A controversial new James Dean biopic is officially in the works. According to THR, Brandon Flynn (”True Detective: Night Country”) has been cast as the Hollywood icon in “Willie and Jimmy Dean,” a film that promises to dig into Dean’s alleged relationship with his longtime friend William Bast.
The film is being billed less as a standard biopic and more as a love story. And here’s the kicker: it’s written and directed by Guy Guido, the same filmmaker behind the Madonna docu-drama “Madonna and the Breakfast Club.” So… interpret that however you like.
The source material? Bast’s memoir “Surviving James Dean,” published years after Dean’s death, which claims the two were more than just roommates at UCLA. According to Bast, they were lovers — albeit closeted ones, navigating the harsh social landscape of the 1950s. That detail has always lingered on the fringes of Dean’s legend, but no film has really dared to go all in on it — until now.
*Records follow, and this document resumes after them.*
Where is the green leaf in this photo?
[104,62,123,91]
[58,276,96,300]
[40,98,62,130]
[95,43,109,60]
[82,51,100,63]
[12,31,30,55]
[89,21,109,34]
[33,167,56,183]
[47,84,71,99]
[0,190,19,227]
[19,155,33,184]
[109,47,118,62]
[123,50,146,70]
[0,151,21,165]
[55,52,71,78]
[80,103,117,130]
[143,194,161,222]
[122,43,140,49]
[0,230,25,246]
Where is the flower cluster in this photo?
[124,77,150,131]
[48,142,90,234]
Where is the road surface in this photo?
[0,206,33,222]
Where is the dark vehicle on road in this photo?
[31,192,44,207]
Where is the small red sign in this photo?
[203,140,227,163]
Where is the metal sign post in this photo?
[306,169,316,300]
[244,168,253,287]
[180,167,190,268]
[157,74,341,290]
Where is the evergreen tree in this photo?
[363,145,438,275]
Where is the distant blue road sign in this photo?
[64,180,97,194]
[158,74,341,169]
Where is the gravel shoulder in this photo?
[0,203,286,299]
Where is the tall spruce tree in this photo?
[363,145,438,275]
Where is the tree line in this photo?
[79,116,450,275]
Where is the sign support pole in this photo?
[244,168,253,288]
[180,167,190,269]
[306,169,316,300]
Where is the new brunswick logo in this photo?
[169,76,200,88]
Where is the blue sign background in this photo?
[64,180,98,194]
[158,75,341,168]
Guido says this won’t be your usual biopic. “It’s a quiet, often painful love story between two young men trying to figure out who they are in a time when the truth could ruin you,” he said in a press statement. That line stuck with me. Because whether you believe Bast’s version of events or not, it’s hard to deny the drama in the premise: a gay love story buried beneath the rubble of mid-century celebrity.
Flynn also weighed in, calling the project “important” for addressing the erasure of LGBTQ identities from the history of classic Hollywood. He’s right about that. These stories existed — they were just whispered about or coded to death. You don’t have to buy the entire premise of the film to understand its value as a counter-narrative. If nothing else, “Willie and Jimmy Dean” is attempting to fill in one of the many blanks left in Dean’s myth.
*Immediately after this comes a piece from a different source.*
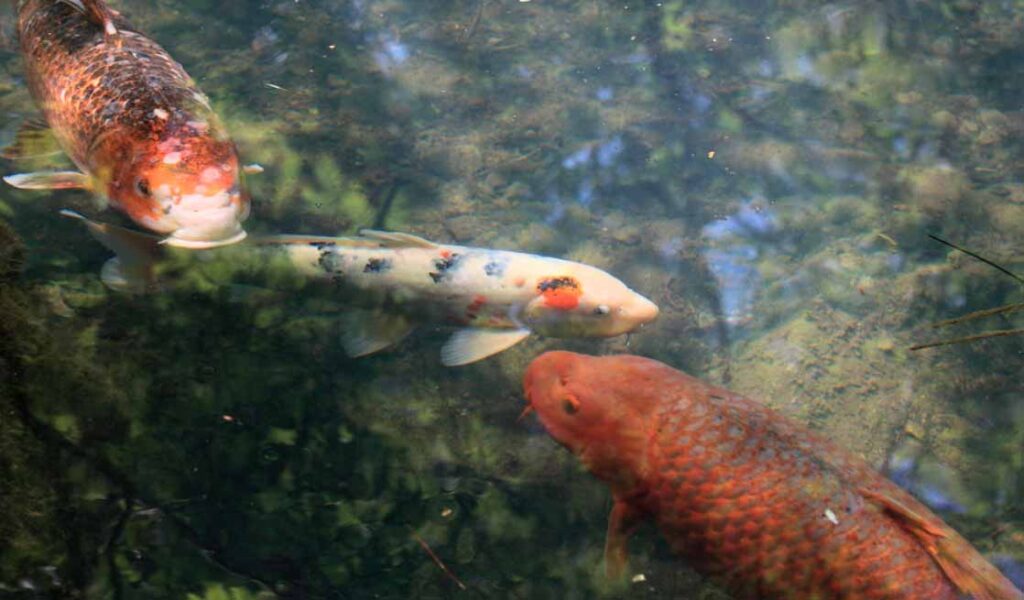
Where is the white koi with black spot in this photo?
[66,212,658,366]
Of course, the question of whether James Dean was gay, bisexual, or just experimenting remains unresolved — and probably always will. Bast’s memoir is the strongest piece of evidence, but it’s still anecdotal. That said, there have always been rumors, and Dean himself once famously said, “I’m not a homosexual, but I’m also not going through life with one hand tied behind my back.”
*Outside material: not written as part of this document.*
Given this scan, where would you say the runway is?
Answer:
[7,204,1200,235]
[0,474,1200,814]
What’s clear is that Dean was far more emotionally fragile and spiritually restless than the “Rebel Without a Cause” image suggests. If this film can tap into that vulnerability without feeling like cheap revisionism or fan fiction, it might actually amount to something. But the line between thoughtful reimagining and sensationalism is razor-thin — especially when dealing with cultural icons who can’t speak for themselves.